This project was carried out with the aim to prediction/detection of novel non-coding RNA (ncRNA) protein strands in sequenced genomes. For more information, see the published paper by the authors.
All stack elements are open-sourced:
There are eight (8) features contained in the data, and they are as follows:
- Divide by 10 to get
deltaG_total
value computed by the Dynalign algorithm - The length of shorter sequence
- 'A' frequencies of sequence 1
- 'U' frequencies of sequence 1
- 'C' frequencies of sequence 1
- 'A' frequencies of sequence 2
- 'U' frequencies of sequence 2
- 'C' frequencies of sequence 2
The dataset for this project was of a file size beyond GitHub accommodation levels. As such, an abstraction is provided to read the dataset into memory and compress it for storage on the fly. The compressed data file is to be found in the data/archive
directory.
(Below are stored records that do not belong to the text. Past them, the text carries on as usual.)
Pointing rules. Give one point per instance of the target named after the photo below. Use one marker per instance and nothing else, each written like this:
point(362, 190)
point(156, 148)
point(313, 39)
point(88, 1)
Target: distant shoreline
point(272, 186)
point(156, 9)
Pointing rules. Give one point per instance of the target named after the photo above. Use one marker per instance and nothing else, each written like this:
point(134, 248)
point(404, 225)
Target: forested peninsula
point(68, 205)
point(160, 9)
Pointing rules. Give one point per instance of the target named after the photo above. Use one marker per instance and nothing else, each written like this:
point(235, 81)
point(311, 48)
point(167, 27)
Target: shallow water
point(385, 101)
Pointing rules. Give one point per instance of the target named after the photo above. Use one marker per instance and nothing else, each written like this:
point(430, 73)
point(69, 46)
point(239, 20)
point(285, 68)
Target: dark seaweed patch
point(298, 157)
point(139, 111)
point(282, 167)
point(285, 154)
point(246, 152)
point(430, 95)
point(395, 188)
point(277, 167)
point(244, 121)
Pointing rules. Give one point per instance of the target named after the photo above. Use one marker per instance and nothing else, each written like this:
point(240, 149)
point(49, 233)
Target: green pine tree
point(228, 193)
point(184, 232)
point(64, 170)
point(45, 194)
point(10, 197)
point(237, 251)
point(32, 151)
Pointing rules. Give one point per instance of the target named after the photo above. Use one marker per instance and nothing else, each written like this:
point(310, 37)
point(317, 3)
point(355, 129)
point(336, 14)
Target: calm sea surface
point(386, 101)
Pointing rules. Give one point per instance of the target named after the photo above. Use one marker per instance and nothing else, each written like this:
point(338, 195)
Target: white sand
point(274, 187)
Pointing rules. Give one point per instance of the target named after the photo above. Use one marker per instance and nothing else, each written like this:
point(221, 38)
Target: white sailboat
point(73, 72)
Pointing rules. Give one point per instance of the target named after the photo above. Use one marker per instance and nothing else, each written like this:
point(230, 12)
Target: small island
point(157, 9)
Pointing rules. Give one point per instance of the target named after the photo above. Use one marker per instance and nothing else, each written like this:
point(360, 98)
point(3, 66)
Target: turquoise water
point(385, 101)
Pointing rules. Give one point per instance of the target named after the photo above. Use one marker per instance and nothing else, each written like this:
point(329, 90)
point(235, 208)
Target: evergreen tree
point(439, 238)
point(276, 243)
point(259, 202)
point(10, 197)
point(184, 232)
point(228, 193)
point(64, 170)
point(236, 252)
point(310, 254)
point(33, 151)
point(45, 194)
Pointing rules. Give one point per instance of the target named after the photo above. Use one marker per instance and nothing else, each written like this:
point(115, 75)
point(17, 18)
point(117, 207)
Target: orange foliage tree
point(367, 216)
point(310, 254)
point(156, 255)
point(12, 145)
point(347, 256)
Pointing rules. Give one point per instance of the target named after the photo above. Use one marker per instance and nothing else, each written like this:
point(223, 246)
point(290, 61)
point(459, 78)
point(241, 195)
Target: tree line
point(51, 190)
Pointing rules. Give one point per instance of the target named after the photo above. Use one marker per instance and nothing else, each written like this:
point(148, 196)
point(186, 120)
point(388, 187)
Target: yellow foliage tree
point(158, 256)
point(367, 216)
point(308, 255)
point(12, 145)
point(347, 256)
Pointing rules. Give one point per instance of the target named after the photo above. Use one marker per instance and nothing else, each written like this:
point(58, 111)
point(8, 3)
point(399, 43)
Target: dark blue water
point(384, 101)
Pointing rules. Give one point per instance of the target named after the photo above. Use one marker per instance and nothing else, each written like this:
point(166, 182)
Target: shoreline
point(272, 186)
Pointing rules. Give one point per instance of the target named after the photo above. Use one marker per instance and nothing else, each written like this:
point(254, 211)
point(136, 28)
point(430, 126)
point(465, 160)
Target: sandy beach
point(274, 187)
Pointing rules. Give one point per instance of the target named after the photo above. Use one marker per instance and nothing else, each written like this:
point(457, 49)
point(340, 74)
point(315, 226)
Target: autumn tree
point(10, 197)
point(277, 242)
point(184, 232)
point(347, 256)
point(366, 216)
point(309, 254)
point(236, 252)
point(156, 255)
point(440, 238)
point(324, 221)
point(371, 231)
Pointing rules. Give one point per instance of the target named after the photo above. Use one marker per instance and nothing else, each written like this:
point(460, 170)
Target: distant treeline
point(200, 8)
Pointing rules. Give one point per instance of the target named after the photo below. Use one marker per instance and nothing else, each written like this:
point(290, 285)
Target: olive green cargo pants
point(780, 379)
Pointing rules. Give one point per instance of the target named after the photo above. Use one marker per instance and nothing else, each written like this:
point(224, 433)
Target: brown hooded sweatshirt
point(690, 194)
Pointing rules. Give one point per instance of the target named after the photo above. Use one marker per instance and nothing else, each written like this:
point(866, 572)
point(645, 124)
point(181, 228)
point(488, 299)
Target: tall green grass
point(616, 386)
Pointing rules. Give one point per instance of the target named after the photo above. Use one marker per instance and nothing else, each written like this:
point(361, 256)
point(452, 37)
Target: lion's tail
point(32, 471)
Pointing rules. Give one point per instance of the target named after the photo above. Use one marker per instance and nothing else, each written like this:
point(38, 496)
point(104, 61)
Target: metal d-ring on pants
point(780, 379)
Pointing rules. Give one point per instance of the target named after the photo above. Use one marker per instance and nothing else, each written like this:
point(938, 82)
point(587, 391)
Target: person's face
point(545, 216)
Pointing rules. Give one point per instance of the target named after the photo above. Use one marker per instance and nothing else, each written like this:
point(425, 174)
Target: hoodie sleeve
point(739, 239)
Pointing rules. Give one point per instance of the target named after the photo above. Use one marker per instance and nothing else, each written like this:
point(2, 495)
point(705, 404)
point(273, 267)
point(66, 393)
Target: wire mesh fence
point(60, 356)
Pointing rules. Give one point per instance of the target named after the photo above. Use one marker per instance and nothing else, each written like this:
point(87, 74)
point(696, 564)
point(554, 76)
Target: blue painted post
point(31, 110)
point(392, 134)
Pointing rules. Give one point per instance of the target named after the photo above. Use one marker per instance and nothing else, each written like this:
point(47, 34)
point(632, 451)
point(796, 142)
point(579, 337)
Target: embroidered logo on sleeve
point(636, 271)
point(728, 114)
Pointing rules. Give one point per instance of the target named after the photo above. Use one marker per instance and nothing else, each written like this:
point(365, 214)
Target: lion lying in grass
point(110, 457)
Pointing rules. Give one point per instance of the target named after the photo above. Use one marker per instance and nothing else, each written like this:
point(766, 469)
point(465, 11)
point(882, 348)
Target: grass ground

For use in the project, the compressed file is to be decompressed into the data/dataset
directory.
To run the scripts, type as below in the Terminal:
- Navigate to the
scripts
directory.
./ $ cd scripts
-
Next, run the
main.py
file with the following syntax:py main --argument argument_value
Example:
./scripts/ $ py main.py --r_state 42
Acceptable arguments include:
- visualize (default = False)
- r_state (default = 42; random state)
- data_dir (data directory)
- arch_dir (compressed file directory)
- thresh (minimum limit for feature importance)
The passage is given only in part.